Images showing the host galaxy before the explosion of SN 2015L on the left and after on the right. SN 2015L is the brightest and most powerful explosion ever seen. Located about three billion light years away, the source appears tremendously bright for anything so far away -- roughly 200 times brighter than an average Supernova and temporarily 20 times brighter than all of the stars in our Milky Way Galaxy combined. Light emitted by SN 2015L at this rate in all directions at once would make it the most powerful explosion yet recorded. No known stellar object was thought to create an explosion this powerful, although pushing the theoretical limits for the spin-down of a highly-magnetized neutron star -- a magnetar -- gets close. (Image Credit: The Dark Energy Survey, B. Shappee, Las Cumbres Observatory, and the ASASSN team)
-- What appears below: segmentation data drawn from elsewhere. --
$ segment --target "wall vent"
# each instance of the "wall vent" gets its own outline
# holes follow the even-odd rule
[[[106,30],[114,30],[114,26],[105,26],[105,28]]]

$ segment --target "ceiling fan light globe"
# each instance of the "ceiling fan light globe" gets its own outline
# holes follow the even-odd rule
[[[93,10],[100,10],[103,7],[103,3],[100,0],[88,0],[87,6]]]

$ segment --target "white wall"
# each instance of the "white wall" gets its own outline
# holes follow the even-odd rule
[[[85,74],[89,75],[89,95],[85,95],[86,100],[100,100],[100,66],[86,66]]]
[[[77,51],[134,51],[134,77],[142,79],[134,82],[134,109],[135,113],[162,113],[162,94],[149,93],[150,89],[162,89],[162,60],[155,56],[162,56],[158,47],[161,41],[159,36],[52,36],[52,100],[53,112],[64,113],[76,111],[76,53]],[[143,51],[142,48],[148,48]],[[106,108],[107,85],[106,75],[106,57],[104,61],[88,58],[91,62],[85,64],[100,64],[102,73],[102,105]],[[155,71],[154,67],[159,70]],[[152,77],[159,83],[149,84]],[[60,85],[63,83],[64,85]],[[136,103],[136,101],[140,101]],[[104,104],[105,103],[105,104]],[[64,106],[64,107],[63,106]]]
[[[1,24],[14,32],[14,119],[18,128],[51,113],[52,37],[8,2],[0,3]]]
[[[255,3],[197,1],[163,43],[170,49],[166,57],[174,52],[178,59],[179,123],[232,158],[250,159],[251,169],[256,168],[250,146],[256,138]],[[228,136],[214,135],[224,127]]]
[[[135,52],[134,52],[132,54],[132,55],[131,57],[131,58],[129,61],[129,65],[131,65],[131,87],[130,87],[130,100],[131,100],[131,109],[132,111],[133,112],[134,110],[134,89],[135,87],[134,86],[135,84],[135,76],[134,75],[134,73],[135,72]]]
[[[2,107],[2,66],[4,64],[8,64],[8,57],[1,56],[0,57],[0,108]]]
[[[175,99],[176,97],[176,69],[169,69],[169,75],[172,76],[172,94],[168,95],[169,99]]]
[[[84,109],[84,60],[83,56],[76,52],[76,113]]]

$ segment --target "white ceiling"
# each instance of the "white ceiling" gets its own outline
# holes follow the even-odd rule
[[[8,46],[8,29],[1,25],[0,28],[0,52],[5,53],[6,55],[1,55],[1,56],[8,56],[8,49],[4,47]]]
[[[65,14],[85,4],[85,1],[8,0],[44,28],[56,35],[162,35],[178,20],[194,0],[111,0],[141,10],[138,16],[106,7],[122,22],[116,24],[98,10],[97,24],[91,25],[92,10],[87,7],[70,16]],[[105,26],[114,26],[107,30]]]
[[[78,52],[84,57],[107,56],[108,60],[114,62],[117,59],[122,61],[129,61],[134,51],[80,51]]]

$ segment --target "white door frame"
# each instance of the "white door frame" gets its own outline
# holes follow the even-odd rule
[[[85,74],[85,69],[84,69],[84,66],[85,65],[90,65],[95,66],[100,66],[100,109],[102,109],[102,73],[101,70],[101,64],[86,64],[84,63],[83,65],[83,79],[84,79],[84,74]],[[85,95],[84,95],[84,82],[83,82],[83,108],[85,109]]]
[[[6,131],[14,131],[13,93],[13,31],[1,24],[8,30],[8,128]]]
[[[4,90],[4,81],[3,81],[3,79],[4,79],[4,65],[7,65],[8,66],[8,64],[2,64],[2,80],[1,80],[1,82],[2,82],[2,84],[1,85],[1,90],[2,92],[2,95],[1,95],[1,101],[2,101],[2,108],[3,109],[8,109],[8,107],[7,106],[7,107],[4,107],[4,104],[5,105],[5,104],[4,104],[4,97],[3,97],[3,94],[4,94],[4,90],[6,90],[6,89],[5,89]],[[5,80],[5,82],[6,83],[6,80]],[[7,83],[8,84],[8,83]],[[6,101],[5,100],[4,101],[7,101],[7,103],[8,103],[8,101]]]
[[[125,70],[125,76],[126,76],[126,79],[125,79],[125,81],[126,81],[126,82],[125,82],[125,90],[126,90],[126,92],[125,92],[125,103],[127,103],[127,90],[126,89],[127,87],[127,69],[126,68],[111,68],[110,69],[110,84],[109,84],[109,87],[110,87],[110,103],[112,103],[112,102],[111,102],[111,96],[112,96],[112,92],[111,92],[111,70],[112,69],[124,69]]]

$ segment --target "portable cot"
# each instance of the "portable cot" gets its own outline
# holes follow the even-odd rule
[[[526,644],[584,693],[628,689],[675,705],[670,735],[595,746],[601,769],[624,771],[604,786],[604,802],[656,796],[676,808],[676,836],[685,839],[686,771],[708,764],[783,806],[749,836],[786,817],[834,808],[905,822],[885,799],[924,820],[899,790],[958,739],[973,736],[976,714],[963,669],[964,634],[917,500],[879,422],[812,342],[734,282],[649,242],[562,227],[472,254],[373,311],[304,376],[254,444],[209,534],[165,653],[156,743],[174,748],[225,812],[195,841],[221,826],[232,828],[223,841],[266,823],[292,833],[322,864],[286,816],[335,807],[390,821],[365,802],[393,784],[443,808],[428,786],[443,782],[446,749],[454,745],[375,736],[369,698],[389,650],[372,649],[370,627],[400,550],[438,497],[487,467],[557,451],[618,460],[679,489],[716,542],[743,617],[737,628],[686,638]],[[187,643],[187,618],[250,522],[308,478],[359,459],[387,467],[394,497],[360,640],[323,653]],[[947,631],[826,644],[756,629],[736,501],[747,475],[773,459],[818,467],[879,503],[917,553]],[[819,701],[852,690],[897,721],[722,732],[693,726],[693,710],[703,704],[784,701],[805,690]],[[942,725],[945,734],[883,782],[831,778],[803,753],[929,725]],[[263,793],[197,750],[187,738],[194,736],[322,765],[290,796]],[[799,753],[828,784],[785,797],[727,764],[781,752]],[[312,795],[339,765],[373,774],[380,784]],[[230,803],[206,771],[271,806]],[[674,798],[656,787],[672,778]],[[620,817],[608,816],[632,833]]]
Records are made to be broken, as the expression goes, but rarely are records left so thoroughly in the dust. In 2015, stunned astronomers witnessed a cosmic explosion about 200 times more powerful than a typical Supernova event. And Supernovae already rank amongst the mightiest outbursts in the universe. This one was more than twice as luminous as the previous record-holding supernova.

At its peak intensity, SN 2015L (originally designated ASASSN-15lh) exhibited 570 billion times the luminosity of the Sun. If that statistic does not impress, consider that this luminosity level is approximately 20 times the entire output of the 100 billion stars in our Milky Way galaxy.

The record breaking blast is thought to be an outstanding example of a Superluminous Supernova (or Hypernova), a recently discovered and supremely rare variety of explosion unleashed by certain stars when they die. Scientists are frankly at a loss to explain what sorts of stars and stellar scenarios might be responsible for these types of extreme events.

SN 2015L is one of the closest Superluminous Supernovae ever observed, at around 3.8 billion light years away. Given its uncanny brightness and closeness, SN 2015L might offer key clues in unlocking the secrets of this baffling class of celestial detonation.

SN2015L "is the most powerful supernova discovered in human history," said Subo Dong, an astronomer and Research Professor at the Kavli Institute for Astronomy and Astrophysics (KIAA) at Peking University in China. "The explosion's mechanism and power source remain shrouded in mystery because all known theories meet serious challenges in explaining the immense amount of energy ASASSN-15lh has radiated."

SN 2015L was first glimpsed in June 2015 by twin telescopes with 14 centimeter diameter lenses in Cerro Tololo, Chile while conducting the "All Sky Automated Survey for SuperNovae" (ASASSN), an international collaboration headquartered at The Ohio State University. (Hence ASASSN-15lh's designation). These two tiny telescopes sweep the skies to detect suddenly appearing objects like SN2015L that are intrinsically very bright, but are too far away for human observers to notice.

"ASASSN is the first astronomical project in history to frequently scan the entire optical sky for optical transients," said Krzysztof Stanek, professor of astronomy at the Ohio State University and the co-Principal Investigator of ASASSN. "Every time in science we open up a new discovery in space, exciting findings should follow. The trick is not to miss them."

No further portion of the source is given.